Lately, When I’ve tried Opening the gates The locks to my kingdom It’s simply impossible to accomplish. I’m terrified, Terrified, Of being ‘open.’ What does ‘open’ really even mean?
Am I supposed to investigate Every dazzling petunia? Conduct a survey among my local hydrangeas? Or maybe I should consider taking a hibiscus As my teacher In order to learn the art of blooming. Flowers mastered The art of opening up to the world, Without the fear that those around it Will shine more astronomically More brilliantly Than they.
Yes, I wish I was a flower,
I wish I did not care. I need to learn How not to care Like a flower.
Flowers may be ‘weak’ But they’re still stronger Than me. My skin is too soft- My shell might crack And it will break open And you will see That there’s nothing left inside me And I will carve myself open To prove it to you.
If I open up Like a flower, I’m sure to sustain an injury Or a lot. Trust is a butterfly Easy to crush Impossible to take And wow When you have it It’s an amazing thing. But when it’s gone, Oh it’s an Ugly Mangled Dead thing.
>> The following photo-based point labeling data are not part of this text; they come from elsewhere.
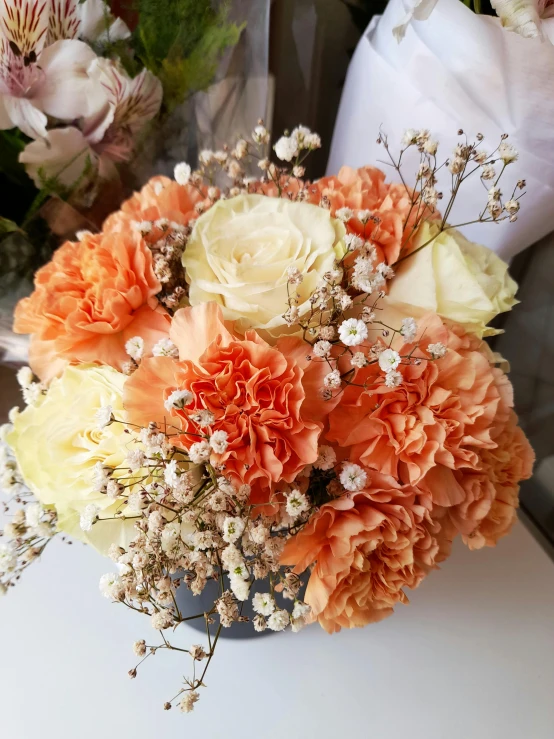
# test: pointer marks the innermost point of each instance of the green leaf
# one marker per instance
(7, 226)
(12, 144)
(181, 42)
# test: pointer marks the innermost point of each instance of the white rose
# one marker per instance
(57, 444)
(240, 250)
(455, 278)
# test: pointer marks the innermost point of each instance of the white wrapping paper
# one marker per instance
(456, 70)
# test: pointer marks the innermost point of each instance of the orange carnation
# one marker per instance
(89, 300)
(366, 189)
(159, 198)
(366, 547)
(441, 414)
(504, 467)
(263, 397)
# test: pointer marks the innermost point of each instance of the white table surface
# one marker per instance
(471, 657)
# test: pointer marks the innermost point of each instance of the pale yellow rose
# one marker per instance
(239, 252)
(58, 442)
(455, 278)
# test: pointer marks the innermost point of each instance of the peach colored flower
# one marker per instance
(265, 398)
(89, 300)
(504, 467)
(436, 421)
(366, 189)
(159, 198)
(365, 548)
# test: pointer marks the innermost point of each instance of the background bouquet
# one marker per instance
(80, 93)
(271, 383)
(455, 68)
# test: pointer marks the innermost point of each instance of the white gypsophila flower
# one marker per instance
(240, 570)
(297, 504)
(278, 620)
(100, 477)
(353, 477)
(437, 350)
(199, 452)
(263, 603)
(353, 242)
(33, 514)
(188, 700)
(165, 348)
(31, 393)
(327, 333)
(88, 517)
(103, 416)
(326, 458)
(135, 459)
(389, 360)
(182, 173)
(488, 172)
(171, 541)
(353, 332)
(240, 587)
(358, 359)
(178, 399)
(507, 153)
(203, 418)
(322, 349)
(344, 214)
(260, 134)
(409, 329)
(135, 348)
(410, 137)
(8, 558)
(286, 148)
(25, 376)
(233, 526)
(332, 380)
(171, 473)
(494, 193)
(259, 533)
(393, 378)
(259, 623)
(111, 586)
(161, 620)
(218, 442)
(300, 612)
(311, 140)
(113, 489)
(431, 146)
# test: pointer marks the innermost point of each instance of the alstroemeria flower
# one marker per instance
(110, 137)
(39, 80)
(418, 10)
(90, 20)
(529, 18)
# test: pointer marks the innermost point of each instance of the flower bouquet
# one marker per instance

When did this trust Fall out of my chest? Did it shatter when it fell? Because it’s sure broken Into a million pieces And it is mangled and ugly. I am so broken So fully broken Hugs are poison And your touch Could burn the heart Out of me.
I’m just anxious I’m always nervous My veins itch and When your eyes dance on my form I become physically ill And when you put a hand on my shoulder I’ll jump like a suicidal bird in flight. These nerves are eating away I’m being dissolved by their horrid bleach And my organs are already mush.